Equality
will come they day they bring out "Dustman Barbie".
Unless you subscribe to the feminist theory that women are only entitled to all the good jobs.
The people have spoken: Barbie will become a computer engineer. And a news reporter. Results of the 2009 Barbie Global Career Survey – called the ‘Girls’ Vote’ on the results announcement page – swung in favor of ‘News Anchor.’ But the ‘Popular Vote’ conducted online during the last month and promoted here has delivered geek …
Down here in Spain, you can often see women 'mucking in' with the lads, doing the rounds on the back of the bin lorry and hosing out the big street bins. Not sure Mattel have such a doll planned yet though.
I've yet to see any disproportionate computer engineers, although my search continues...
My local municipal refuse and recycling facility, a.k.a. 'the dump', has a woman working there who climbs into the skips and levels the loads, picks out stuff that has been put in the wrong skip etc. I don't know if she rides the bin wagons but after seeing her moving around like lightning in those skips, I'm sure she could do it.
My guess is that since the majority of Barbie recipients (and buyers, i.e., parents, guardians, grandparents) would not know a real- deal computer engineer from a coffee- shop- resident "creative developer" (since "they all work with computers"), Mattel(R) went lowest common denominator to indicate "computeriness" with an obvious t-shirt, laptop, and cellphone/ crackberry (the specific Bluetooth addition is probably for "marketing synergy"). On the other side, if Mattel can make CE Barbie somewhat stylish [start_optimism] that might push more young women (and trans youth) to pursue math and science [/end-optimism] ... which bespeaks a horrifically sad state of affairs, but given the yoof I see and hear 'round these parts such a strategy stands as much chance as any.
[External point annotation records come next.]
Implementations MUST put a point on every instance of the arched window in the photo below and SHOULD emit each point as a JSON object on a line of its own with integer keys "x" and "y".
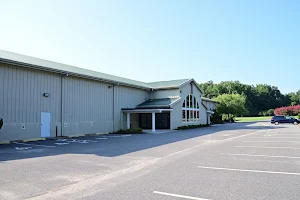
{"x": 190, "y": 109}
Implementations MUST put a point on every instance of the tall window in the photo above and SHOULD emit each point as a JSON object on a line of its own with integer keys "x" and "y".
{"x": 190, "y": 109}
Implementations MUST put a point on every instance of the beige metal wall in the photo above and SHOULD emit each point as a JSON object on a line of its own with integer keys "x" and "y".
{"x": 126, "y": 97}
{"x": 22, "y": 101}
{"x": 159, "y": 94}
{"x": 87, "y": 106}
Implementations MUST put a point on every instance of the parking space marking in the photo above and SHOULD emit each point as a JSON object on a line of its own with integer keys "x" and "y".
{"x": 22, "y": 148}
{"x": 250, "y": 170}
{"x": 178, "y": 195}
{"x": 75, "y": 141}
{"x": 116, "y": 136}
{"x": 260, "y": 147}
{"x": 270, "y": 142}
{"x": 275, "y": 137}
{"x": 255, "y": 155}
{"x": 36, "y": 145}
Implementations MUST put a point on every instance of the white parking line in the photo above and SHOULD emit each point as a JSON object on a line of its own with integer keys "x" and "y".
{"x": 266, "y": 147}
{"x": 178, "y": 195}
{"x": 269, "y": 142}
{"x": 37, "y": 145}
{"x": 275, "y": 137}
{"x": 250, "y": 170}
{"x": 116, "y": 136}
{"x": 254, "y": 155}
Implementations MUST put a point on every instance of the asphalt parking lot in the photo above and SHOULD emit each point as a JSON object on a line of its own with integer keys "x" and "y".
{"x": 231, "y": 161}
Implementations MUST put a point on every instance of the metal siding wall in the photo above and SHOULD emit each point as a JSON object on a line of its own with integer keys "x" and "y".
{"x": 159, "y": 94}
{"x": 22, "y": 101}
{"x": 87, "y": 106}
{"x": 126, "y": 97}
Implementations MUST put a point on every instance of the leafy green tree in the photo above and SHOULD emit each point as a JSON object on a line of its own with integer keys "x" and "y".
{"x": 231, "y": 104}
{"x": 259, "y": 98}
Surely the only people who actually use those are men in the grip of an age-related crisis, causing them to believe that they look either too busy/important to actually hold a phone, or like someone out of star trek?
Last one I saw was yesterday, accompanied by the words "That'll be two pound please luv; want any of this curly kale too? Picked fresh this morning..."
I have to throw my hat in with this bit about the Bluetooth earpiece. Except that I do not find it limited to age-related crisis, but an even mix of attention whores, those who think it is just "neat," those who forget it is there (perhaps because no one ever calls them,) and those who do not have anything better to do with the bloody thing.
I would almost fall into that later category were it not for SonyEricsson including a handy lanyard which allows me to dangle the otherwise obnoxious accessory from my neck when not in use.
That, and look how big some of these things are! Good God, is it really necessary to cover up your entire ear and/or half your face? I really like my little HBH-610 which is about two inches long and about a half-inch at its widest, and weighs about a feather-fart. Not to mention I think the Barbie version probably represents a choking hazard.
My biggest gripe about these things is, again, most people who wear them inconsiderately: hanging out with their mates, on a date (in some cases both sexes on the date have them in place,) and, the best yet, USING THE BATHROOM! Have we become too wired when you cannot use a public john without experiencing the necessity to call someone back when you are done shaking your tally whacker -- or managing whatever other parts you have? Next biggest is how people feel the need to speak loudly, even though the things easily pick up a whisper while still tuning out background noise (well, unless you buy cheap ones or the Chinese knock-offs.) In these cases, I guess the real thing also represents a choking hazard.
But, then again, I suppose we should not be so quick to judge. There are these hearing boosters made to look like Bluetooth earpieces for the hard-of-hearing to wear. Then you just have to make sure the user is not on a phone when you begin speaking to them.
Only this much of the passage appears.